TSA approved locks come in several different styles with the main two being:
Yet, which type of TSA approved lock should you choose?
Key locks are notorious for the classic lock and key design.
The upside to this type of lock is the simplicity entailed. However, keys to the locks can be easily lost, particularly during travel. If the key is lost, removing this type of lock essentially comes down to cutting the lock (unless you have a TSA officer as a friend).
Combination locks that are TSA approved are increasing in popularity, as they remove the possibility of losing a key.
However, with a combination lock comes the necessity to remember a combination. A positive part of combination locks is that they are resettable, once not in the locked position.
Are TSA approved luggage locks necessary for international flights?
The simple answer is no.
Since the TSA is an entity of the United States of America, these approved locks are not widely accepted around the World.

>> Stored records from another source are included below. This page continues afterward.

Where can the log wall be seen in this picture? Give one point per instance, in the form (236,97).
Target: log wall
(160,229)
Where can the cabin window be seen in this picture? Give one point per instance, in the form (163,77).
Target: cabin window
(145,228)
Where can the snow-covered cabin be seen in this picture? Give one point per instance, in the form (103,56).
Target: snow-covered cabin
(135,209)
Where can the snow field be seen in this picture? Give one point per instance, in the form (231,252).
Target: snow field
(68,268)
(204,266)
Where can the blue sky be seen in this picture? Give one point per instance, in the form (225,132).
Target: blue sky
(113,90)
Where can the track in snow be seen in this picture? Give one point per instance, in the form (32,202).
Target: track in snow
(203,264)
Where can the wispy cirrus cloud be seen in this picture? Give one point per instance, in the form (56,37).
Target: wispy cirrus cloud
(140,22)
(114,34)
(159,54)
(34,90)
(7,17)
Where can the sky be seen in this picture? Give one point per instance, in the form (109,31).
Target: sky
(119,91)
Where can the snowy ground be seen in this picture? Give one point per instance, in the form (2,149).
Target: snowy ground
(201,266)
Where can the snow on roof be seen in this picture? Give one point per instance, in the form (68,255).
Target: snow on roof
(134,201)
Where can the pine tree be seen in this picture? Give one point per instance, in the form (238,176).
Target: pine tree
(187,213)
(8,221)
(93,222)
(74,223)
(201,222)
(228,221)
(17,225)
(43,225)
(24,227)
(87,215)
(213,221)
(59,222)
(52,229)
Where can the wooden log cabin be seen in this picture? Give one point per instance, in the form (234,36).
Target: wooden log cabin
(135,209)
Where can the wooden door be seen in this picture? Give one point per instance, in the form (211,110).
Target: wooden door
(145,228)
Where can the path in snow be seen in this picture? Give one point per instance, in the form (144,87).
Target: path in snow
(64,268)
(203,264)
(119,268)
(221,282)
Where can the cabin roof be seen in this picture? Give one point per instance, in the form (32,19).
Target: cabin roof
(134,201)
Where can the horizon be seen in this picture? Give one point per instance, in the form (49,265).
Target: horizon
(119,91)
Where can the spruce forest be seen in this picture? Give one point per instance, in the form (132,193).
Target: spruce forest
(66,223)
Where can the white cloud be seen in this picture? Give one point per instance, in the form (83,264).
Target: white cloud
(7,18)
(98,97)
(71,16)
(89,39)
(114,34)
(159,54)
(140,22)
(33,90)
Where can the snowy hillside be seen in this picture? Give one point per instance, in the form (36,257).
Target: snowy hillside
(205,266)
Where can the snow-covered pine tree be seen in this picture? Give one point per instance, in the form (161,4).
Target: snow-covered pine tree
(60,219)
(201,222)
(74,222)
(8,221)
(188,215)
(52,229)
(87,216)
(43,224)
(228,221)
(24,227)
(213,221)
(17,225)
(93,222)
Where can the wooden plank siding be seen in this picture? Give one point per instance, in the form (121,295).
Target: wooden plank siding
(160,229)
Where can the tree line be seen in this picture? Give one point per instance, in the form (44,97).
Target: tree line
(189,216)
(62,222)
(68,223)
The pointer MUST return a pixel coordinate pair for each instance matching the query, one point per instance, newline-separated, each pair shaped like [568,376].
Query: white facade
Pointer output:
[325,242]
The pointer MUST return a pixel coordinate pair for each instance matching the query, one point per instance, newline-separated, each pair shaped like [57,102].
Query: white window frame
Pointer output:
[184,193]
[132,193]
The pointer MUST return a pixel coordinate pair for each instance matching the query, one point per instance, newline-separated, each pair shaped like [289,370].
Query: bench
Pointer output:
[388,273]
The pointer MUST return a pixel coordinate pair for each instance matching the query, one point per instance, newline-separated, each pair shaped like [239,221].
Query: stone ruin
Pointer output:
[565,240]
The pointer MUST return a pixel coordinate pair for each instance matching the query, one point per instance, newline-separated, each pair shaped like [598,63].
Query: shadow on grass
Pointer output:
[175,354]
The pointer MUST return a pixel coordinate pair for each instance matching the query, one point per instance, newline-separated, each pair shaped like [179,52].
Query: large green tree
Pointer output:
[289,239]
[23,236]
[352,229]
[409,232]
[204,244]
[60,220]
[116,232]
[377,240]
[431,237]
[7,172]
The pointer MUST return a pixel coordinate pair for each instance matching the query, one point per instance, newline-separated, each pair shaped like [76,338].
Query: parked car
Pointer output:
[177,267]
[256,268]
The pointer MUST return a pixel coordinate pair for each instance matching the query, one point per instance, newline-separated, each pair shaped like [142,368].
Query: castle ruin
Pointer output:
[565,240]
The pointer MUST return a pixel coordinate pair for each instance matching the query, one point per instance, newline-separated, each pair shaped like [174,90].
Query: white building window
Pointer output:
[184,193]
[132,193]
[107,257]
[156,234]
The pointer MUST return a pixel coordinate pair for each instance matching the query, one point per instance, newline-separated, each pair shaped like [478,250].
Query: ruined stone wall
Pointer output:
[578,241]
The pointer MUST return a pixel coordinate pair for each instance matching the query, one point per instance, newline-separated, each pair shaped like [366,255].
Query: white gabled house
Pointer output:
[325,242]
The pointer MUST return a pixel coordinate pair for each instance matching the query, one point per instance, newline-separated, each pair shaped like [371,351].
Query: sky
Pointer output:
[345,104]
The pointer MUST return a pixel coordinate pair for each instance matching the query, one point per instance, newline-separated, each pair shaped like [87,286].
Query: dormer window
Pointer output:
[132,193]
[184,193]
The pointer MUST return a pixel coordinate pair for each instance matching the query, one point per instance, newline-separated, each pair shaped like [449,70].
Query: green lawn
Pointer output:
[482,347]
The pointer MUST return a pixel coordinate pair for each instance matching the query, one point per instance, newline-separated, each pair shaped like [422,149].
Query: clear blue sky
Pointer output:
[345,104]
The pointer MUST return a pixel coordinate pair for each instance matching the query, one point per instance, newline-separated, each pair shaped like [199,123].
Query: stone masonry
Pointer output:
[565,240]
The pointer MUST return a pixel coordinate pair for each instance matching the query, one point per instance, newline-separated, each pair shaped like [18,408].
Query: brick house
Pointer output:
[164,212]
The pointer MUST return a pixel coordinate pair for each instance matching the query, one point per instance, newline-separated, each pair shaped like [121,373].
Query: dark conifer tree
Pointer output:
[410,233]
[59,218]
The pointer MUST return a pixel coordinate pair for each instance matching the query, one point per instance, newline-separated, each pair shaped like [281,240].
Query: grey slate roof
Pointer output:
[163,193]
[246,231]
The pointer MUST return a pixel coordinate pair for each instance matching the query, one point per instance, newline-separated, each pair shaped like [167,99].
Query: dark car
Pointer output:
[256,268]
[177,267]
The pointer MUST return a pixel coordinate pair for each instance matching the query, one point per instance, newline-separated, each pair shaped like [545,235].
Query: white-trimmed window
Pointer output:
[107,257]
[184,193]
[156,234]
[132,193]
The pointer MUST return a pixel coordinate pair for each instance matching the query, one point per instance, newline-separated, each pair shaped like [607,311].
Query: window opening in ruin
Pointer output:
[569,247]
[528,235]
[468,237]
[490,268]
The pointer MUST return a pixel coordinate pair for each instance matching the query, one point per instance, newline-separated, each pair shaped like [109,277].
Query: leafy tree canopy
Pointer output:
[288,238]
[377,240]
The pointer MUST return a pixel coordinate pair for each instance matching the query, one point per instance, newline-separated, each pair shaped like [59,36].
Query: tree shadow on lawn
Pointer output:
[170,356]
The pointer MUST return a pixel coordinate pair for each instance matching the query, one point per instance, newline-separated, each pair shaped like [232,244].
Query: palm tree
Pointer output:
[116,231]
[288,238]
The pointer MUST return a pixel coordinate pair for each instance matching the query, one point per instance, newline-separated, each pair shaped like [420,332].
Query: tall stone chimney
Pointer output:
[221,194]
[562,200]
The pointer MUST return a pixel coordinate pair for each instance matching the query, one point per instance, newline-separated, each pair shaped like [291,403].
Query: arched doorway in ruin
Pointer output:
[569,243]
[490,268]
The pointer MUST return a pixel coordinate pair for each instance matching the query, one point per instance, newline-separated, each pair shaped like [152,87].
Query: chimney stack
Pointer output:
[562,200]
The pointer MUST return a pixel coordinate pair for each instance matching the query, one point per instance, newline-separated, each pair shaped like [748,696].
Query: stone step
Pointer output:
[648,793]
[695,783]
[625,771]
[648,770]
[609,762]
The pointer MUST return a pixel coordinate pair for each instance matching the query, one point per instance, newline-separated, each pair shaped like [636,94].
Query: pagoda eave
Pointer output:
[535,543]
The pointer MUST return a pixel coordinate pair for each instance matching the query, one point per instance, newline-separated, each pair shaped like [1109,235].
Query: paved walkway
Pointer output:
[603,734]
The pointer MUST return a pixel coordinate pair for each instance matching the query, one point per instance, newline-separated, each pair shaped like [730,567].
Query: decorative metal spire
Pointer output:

Therefore, if you are traveling through another country, and their security personnel have the need to examine the inside of your luggage when you are not present, they will have to cut your lock.
The good (or bad) news is that many countries do not uphold the same security guidelines as the U.S., meaning that it is not as often required for luggage to be searched by airport personnel.
You get your luggage back and, oh great, your lock is missing.
But, why would your lock be missing for your suitcase?
If you are traveling and you placed a TSA approved lock on your luggage that goes missing, there could be a few reasons why this has occurred.
As discussed above, if you traveling internationally, there is a chance that your TSA approved locks would have to be removed by airport security personnel in another country.
Domestically, if TSA tries to open your approved lock and it malfunctions by jamming, then they would have to cut your lock off, through no fault of your own.
Lastly, it is apparently incredibly common for locks to get stuck on conveyor belts when going through the electronic screening process.
As shown at the beginning of the post, the TSA reports that up to hundreds of locks get jammed in conveyor belts each month in airports across the nation.
If this happens to your luggage lock then you can say good-bye, because it will be heading straight to the TSA lock graveyard. Even when you do everything right, there is still a chance that your lock might go bye-bye.
Locks are helpful in many situations for security reasons and many brands of luggage are only securely closed when using a lock on the zippers.
So do not overlook this important travel accessory when preparing for your trip by air.
Locks can prevent some stress from already stressful travel, and choosing the best TSA approved locks increase the chance of keeping in in your life, and the belongings in your suitcase, for the long haul.